Grand-père et mon frère avançaient lentement, à demi-courbés, scrutant chaque trou d’eau. Je m’assis dans les rochers, cherchant à débusquer autour de moi dans les creux gorgés d’eau, les petites pattes grises. Mon regard fut attiré par une tâche rougeâtre. C’était une feuille d’alisier, échouée là, sans doute apportée par le vent. C’était ma feuille !

« Que fais-tu là, Alise » ?

« Je suis bloquée ici, bien seule. J’attends que la marée monte et m’emmène »

« Où veux-tu aller ? »

« Je veux partir réaliser mon rêve, voguer longtemps sur les flots et peu à peu me désagréger pour devenir plancton et briller comme mille étoiles. »

« Je ne crois pas que cela soit possible. Les feuilles des arbres ne deviennent jamais plancton. Ce n’est pas leur destinée ».

« J’aimerais au moins essayer. Pourquoi penses-tu que je me sois enfuie du bois ? je n’ai pas envie de finir en composte. »

« Si tu veux briller comme les étoiles, pourquoi ne t’envolerais-tu pas ? Le vent pourrait t’emporter bien haut dans le ciel, tu traverserais l’atmosphère, t’enflammerais comme une météorite et irais rejoindre la voie lactée. »

Ma proposition semblait plaire à Alise.

« J’aimerais beaucoup, mais comment faire ? »

« Dans quelques jours c’est l’équinoxe. Une grosse tempête est annoncée. Il y aura assez de vent pour t’emporter là où tu le désires. Mais d’abord il faut te faire sécher, tu seras plus légère »
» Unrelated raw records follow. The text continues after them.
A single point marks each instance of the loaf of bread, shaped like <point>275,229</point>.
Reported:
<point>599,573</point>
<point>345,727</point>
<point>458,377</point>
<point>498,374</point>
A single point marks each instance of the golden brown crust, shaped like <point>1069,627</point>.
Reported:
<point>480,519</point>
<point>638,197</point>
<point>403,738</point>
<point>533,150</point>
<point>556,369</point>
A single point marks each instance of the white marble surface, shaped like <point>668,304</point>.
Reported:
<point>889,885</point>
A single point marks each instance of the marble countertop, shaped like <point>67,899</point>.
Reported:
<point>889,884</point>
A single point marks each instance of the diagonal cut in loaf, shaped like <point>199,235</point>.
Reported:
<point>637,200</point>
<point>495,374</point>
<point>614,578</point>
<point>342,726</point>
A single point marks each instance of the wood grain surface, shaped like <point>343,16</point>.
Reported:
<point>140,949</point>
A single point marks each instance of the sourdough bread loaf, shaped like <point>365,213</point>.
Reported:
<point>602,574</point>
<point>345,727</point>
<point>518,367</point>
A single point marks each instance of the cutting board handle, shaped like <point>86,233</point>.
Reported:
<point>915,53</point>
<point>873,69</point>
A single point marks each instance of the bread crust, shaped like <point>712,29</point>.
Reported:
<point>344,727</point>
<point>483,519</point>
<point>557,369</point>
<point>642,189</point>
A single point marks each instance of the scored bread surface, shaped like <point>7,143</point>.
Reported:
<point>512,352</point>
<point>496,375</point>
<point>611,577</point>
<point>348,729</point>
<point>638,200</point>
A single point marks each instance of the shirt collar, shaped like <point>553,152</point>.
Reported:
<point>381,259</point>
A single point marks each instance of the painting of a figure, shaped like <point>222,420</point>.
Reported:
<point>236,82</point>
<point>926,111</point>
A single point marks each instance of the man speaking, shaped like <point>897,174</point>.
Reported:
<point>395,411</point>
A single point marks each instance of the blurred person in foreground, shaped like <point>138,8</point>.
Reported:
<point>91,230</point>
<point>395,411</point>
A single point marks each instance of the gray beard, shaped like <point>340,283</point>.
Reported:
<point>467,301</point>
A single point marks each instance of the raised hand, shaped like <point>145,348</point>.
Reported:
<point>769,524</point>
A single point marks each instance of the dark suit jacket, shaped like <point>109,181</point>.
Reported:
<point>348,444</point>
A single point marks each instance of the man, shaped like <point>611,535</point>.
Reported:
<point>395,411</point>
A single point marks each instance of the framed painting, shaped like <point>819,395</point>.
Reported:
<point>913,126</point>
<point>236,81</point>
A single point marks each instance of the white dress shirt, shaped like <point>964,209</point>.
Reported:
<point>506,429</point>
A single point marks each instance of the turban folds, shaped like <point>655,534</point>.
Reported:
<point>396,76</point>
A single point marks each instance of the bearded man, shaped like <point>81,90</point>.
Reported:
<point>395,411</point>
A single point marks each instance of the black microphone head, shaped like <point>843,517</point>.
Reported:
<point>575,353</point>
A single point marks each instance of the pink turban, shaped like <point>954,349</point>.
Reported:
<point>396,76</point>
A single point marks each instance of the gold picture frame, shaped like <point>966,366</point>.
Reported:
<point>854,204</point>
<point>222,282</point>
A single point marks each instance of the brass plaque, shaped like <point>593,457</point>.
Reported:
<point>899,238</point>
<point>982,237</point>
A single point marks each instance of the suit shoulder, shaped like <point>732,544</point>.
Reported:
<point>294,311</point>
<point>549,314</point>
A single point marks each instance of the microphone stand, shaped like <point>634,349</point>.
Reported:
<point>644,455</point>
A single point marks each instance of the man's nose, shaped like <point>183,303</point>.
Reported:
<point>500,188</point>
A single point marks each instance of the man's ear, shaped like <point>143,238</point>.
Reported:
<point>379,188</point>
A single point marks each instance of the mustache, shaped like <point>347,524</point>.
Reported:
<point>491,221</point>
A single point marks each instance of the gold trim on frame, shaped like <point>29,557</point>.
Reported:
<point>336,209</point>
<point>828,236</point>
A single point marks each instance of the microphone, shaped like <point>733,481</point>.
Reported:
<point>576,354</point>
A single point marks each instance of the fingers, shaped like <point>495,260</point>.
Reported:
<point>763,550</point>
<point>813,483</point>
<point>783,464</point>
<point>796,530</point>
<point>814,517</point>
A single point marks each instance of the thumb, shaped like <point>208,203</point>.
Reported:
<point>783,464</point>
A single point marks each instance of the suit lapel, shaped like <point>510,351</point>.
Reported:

Comme Alise était d’accord, je la ramassai pour l’emporter chez moi.

« La marée remonte, il faut partir » annonça Grand-Père. « Voilà de quoi faire une bonne soupe, » ajouta-t-il en me montrant son seau rempli de petits crabes verts.

« J’en ai trouvé aussi ! » triompha mon frère. « Et toi, Louise ? »

Je lui tendis mon seau, fière de ma jolie feuille.

« On la mettra dans la soupe ! » dit-il en tentant de s’en emparer.      
 
« Jamais ! » répondis-je en le poussant pour l’éloigner d’Alise.    
           
« Cessez de vous chamailler et rentrons. » ordonna Grand-père

De retour à la maison, je disposai Alise sur le radiateur de ma chambre, entre deux feuilles de buvard. Elle sécha bien vite. Vint le jour de l’équinoxe. Le vent rugissait dans les arbres, emportant tout ce qu’il pouvait sur son passage. Le moment était venu de laisser partir ma feuille, que je mis dans le vent, la suivant des yeux un moment avant de la perdre de vue.

Le lendemain le vent s’était calmé. En allant à l’école je passai près du cimetière et aperçus le garçon qui jouait près du puits, une feuille d’automne au creux de la main. C’était Alise. Mes amis étaient tous deux réunis. Ils ne seraient plus jamais seuls.